Eric Monlye
Eric Monlye

Reputation: 121

DQN learns extremely slow on cliff walking

0. Some background

I was trying to train a DQN agent for a task with very large observation space (a 3D task for 100 * 100 * 30 * 36 * 18 states), and I found it not converging. After debugging for quite a long time, I noticed that the agent was still walking randomly after thousands of episodes. So I tried for a 2D simple environment to see if anything went wrong with my algorithm, and here is my settings and results.

1. The task settings

I was trying to train a vanilla DQN agent for cliff walking task. The environment is simply a 3 * 3 grid, with DEAD for cliff, DEST for destination, and FROM for the starting point.

# configs
episodes = 1000
steps = 200

FREE = 0
FROM = 1
DEAD = 2
DEST = 3

cliff_env = [
    [FREE, FREE, FREE],
    [FREE, FREE, FREE],
    [FROM, DEAD, DEST],
]

env = dict(
    type="CliffWalkDQNEnv",
    env=cliff_env,
    device="cuda",
)
agent= dict(
    type="CliffWalkDQN",
    device="cuda",
    gamma=0.98,
    qnet_cfg=dict(
        device="cuda",
        state_dim=9,
        hidden_dim=128,
        action_dim=4,
    ),
    lr=1e-3,
    explorer_cfg=dict(
        type="BaseEpsilonGreedyExplorer",
        samples=4,
        epsilon=0.999,
        epsilon_decay=0.994,
        epsilon_min=0.05,
    ),
)

replay_buffer = dict(
    type="CliffWalkReplayBuffer",
    device="cuda",
    batch_size=100,
    capacity=5000,
    activate_size=500,
)

I encode the states(observations) as a one-hot vector for qnet input. The qnet is a 3-layer fully connected network. And the agent updates target_qnet params every 10 episodes.

class QNet(Module):
    def __init__(self, device, state_dim, hidden_dim, action_dim):
        super().__init__()
        self.device = torch.device(device)

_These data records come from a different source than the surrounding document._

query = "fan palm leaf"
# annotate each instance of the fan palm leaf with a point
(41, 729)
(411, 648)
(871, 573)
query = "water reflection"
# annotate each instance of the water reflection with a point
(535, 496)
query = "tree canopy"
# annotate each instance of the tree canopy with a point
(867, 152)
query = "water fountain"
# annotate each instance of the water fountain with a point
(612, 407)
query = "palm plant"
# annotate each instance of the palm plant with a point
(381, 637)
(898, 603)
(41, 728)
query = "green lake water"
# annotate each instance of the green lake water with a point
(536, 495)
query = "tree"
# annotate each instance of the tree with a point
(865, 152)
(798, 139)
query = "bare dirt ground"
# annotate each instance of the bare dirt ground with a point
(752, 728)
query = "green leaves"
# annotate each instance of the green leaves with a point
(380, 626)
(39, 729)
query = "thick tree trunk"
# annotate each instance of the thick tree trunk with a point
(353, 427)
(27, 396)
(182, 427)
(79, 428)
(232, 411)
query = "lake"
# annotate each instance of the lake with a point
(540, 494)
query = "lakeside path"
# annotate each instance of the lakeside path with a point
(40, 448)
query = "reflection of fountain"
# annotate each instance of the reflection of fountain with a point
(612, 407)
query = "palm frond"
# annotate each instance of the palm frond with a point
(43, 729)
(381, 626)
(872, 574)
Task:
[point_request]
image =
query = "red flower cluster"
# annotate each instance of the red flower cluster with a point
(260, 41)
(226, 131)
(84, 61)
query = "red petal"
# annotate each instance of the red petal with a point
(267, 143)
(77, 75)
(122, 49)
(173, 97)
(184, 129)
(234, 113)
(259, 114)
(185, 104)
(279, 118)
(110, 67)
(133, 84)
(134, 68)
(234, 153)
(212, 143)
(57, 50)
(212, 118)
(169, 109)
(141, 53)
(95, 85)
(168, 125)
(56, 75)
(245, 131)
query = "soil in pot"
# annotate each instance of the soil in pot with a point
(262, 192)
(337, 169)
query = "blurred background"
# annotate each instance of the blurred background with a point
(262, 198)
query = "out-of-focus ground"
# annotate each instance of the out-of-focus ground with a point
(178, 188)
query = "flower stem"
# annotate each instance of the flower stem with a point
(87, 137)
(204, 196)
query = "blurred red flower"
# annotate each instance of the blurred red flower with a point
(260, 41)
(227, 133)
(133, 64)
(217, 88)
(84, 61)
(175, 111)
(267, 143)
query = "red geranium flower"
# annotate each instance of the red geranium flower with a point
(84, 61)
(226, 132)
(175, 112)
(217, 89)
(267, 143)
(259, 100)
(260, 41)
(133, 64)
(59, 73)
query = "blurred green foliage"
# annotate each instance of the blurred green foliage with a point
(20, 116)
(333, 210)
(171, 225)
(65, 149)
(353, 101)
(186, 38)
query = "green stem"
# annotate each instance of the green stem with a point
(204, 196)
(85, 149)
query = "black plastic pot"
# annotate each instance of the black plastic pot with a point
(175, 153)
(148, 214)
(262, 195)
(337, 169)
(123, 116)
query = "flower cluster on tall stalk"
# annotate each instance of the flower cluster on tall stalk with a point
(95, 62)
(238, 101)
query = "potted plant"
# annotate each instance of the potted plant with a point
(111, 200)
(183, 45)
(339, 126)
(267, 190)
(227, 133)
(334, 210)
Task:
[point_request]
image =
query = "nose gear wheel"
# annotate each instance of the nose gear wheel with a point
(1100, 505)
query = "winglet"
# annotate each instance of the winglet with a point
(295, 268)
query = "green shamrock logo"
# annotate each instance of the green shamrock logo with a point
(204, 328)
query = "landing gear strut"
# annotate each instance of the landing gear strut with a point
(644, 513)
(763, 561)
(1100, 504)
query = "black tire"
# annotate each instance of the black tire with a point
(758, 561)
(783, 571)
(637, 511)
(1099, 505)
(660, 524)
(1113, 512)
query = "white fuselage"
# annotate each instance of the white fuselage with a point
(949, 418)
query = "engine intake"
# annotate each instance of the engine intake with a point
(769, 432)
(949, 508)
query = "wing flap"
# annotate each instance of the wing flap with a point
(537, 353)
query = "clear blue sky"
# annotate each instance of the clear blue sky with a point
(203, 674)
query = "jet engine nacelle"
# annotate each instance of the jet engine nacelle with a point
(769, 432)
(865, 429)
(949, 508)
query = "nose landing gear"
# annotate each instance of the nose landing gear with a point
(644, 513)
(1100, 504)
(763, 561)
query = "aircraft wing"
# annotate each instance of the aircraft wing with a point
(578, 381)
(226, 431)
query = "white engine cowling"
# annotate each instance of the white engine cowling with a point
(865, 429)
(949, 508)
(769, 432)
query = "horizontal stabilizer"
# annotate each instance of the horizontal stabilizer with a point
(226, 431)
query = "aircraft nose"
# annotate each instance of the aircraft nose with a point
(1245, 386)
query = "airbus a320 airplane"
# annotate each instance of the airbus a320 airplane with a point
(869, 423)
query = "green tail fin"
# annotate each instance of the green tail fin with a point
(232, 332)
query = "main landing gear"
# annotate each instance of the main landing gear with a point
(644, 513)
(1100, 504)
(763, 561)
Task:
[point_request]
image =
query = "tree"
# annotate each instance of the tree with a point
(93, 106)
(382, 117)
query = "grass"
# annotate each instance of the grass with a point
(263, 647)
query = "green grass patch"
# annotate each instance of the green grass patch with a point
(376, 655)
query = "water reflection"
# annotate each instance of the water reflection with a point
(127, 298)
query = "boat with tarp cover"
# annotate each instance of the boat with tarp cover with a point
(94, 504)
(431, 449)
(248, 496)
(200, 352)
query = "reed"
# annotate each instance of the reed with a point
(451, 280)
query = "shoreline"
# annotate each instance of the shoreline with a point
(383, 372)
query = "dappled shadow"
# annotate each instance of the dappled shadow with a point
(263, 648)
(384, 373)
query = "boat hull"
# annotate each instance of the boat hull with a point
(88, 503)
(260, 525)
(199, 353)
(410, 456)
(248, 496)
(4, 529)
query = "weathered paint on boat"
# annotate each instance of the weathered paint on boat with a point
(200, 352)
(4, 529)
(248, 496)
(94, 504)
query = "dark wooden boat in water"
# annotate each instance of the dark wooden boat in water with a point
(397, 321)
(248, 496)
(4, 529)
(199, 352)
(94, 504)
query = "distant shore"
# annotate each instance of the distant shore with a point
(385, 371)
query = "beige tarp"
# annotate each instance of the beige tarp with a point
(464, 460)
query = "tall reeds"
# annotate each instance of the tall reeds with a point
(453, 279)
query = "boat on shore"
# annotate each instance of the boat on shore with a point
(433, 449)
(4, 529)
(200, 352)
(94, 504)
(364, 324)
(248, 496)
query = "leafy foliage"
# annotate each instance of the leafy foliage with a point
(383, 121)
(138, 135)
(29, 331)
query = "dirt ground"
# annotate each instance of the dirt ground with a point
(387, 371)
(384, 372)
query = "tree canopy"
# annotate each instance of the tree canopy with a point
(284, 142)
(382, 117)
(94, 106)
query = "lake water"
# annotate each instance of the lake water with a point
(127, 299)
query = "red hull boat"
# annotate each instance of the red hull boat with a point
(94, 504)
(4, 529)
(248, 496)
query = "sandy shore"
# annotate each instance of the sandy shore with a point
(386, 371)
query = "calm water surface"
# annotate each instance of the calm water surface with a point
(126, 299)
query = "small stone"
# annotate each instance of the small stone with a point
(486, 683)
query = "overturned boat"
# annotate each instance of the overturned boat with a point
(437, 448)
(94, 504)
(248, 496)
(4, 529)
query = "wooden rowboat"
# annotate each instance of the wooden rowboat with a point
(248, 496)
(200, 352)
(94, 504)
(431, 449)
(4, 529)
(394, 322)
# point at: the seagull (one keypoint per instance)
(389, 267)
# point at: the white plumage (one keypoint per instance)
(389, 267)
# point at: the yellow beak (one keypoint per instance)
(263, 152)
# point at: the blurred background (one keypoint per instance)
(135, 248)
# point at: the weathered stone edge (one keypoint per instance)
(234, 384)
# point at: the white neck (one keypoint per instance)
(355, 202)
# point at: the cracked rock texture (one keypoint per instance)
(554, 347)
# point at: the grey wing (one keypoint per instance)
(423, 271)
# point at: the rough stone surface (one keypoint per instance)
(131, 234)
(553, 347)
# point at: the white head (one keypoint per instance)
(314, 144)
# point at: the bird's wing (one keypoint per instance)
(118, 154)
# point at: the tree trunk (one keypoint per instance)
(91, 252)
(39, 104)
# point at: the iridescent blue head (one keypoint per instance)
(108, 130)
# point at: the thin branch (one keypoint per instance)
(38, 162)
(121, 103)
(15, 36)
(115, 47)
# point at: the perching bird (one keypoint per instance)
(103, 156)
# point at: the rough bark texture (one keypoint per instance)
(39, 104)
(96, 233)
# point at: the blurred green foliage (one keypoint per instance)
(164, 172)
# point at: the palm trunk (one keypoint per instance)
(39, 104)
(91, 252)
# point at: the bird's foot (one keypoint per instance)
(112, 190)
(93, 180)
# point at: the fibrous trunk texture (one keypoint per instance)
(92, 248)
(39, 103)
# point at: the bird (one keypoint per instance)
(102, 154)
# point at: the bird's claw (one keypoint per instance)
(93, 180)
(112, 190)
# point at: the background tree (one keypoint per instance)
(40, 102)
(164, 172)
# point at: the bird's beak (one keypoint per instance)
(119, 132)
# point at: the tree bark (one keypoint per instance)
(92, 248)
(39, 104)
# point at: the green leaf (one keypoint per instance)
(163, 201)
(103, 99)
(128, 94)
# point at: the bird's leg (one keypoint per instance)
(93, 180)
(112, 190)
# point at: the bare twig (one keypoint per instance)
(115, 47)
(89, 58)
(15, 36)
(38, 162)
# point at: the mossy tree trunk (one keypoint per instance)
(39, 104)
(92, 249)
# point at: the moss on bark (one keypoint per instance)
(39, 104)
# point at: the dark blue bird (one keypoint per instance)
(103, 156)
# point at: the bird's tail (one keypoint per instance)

        self.linear = Linear(state_dim, hidden_dim, device=self.device)
        self.mid = Linear(hidden_dim, hidden_dim, device=self.device)
        self.out = Linear(hidden_dim, action_dim, device=self.device)

    def forward(self, input: Tensor):
        obs_indices = input.type(torch.int64)
        x = F.one_hot(
            obs_indices, num_classes=self.linear.in_features
        ).type(torch.float).view(-1, self.linear.in_features)

        x = F.relu(self.linear(x))
        x = F.relu(self.mid(x))

        out = self.out(x)

        return out


@EXPLORERS.register_module()
class BaseEpsilonGreedyExplorer(BaseExplorer):
    def __init__(
        self,
        samples: int = 2,
        epsilon: float = 0.9,
        epsilon_decay: float = 1.0,
        epsilon_min: float = 0.05,
        seed: Optional[int] = None,
    ):
        super().__init__(seed)
        self.epsilon_max = epsilon
        self.epsilon = epsilon
        self.epsilon_decay = epsilon_decay
        self.epsilon_min = epsilon_min

        self.samples = samples if isinstance(samples, int) else np.array(samples)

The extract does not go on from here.